Japan increases intervention warnings as yen slides to weakest level since 1990

The Japanese yen plummeted against the U.S. dollar on Wednesday, pushing the currency perilously close to its lowest level in over three decades and significantly increasing the likelihood of market intervention by Japanese authorities. Finance Minister Shunichi Suzuki amplified his verbal warnings, stating the government “would not rule out any steps against excessive moves” in the yen’s value.

During morning trading, the yen tumbled to a low of ¥151.94 per dollar, as investors disregarded two days of intensifying efforts by the Japanese government to slow the currency’s decline. This recent yen depreciation comes despite the Bank of Japan’s shift away from its ultra-loose monetary policy, which some analysts had anticipated would exert upward pressure on the currency.

Last week, the BOJ raised interest rates for the first time since 2007 and abandoned its controversial negative interest rate policy implemented in 2016. However, the central bank’s governor, Kazuo Ueda, signaled that borrowing costs would not rise sharply since inflation expectations have yet to be anchored at the 2% target. His dovish remarks further weakened the exchange rate as investors continued betting on a wide interest rate differential between Japan and the U.S., even as the Federal Reserve plans rate cuts this year.

Some foreign exchange analysts suggested Japanese authorities had identified a level of ¥152 against the dollar as the “line in the sand” that would trigger direct intervention. In September and October 2022, Japan directly intervened to prop up the yen for the first time since the late 1990s.

Japanese finance officials have privately informed analysts that they do not believe the yen’s recent weakening is justified by the BOJ’s historic policy move and said the declines represent speculative money testing the authorities’ resolve. Economists warn that if intervention occurs now, it signals to markets a hard line the authorities will defend, inviting further testing of that line.

This week, Japan’s top currency official cautioned speculators against further attempts to sell off the yen and said “all options” were under consideration.

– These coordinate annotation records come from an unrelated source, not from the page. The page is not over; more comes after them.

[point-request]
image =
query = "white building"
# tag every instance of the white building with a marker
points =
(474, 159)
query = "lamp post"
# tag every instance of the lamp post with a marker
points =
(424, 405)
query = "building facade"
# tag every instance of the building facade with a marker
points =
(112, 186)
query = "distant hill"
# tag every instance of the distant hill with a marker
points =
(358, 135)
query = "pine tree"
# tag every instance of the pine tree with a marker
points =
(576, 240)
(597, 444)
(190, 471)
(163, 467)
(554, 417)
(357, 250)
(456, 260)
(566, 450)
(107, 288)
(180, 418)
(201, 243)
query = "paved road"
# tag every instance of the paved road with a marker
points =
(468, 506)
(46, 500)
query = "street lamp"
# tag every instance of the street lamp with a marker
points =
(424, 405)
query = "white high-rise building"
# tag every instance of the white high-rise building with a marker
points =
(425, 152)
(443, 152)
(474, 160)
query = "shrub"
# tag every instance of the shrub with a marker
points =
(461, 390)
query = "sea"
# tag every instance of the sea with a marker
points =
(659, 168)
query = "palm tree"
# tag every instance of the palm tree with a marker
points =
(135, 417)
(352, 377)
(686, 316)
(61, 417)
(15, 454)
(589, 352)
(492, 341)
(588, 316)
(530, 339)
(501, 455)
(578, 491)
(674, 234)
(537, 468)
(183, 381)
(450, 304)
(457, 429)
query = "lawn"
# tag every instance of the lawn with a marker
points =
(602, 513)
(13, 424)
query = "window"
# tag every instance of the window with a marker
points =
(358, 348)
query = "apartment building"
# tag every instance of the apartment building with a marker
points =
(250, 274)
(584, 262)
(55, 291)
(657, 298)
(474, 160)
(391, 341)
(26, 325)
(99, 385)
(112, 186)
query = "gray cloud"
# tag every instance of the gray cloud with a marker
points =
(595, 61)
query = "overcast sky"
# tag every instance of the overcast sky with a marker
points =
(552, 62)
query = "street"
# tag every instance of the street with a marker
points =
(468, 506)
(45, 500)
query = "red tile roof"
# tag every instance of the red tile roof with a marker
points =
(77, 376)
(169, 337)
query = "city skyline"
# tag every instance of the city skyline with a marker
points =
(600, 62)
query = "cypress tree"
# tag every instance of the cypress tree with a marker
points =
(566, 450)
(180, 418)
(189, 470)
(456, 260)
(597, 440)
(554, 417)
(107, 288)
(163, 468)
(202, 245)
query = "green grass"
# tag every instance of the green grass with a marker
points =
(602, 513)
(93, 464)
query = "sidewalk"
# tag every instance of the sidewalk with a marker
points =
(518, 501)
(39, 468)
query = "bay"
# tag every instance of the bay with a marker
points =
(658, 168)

Currency strategists interpret the language used by authorities, characterizing recent moves as “speculative,” as a more direct warning to markets. If the dollar-yen rate trades above 152, the risk of yen-buying intervention would rise significantly.

Should Japan decide to intervene, the initial size could be limited to ¥2-4 trillion ($13-26 billion) but could eventually total up to ¥12 trillion, according to analysts, who view foreign exchange intervention as a realistic option to combat yen weakness.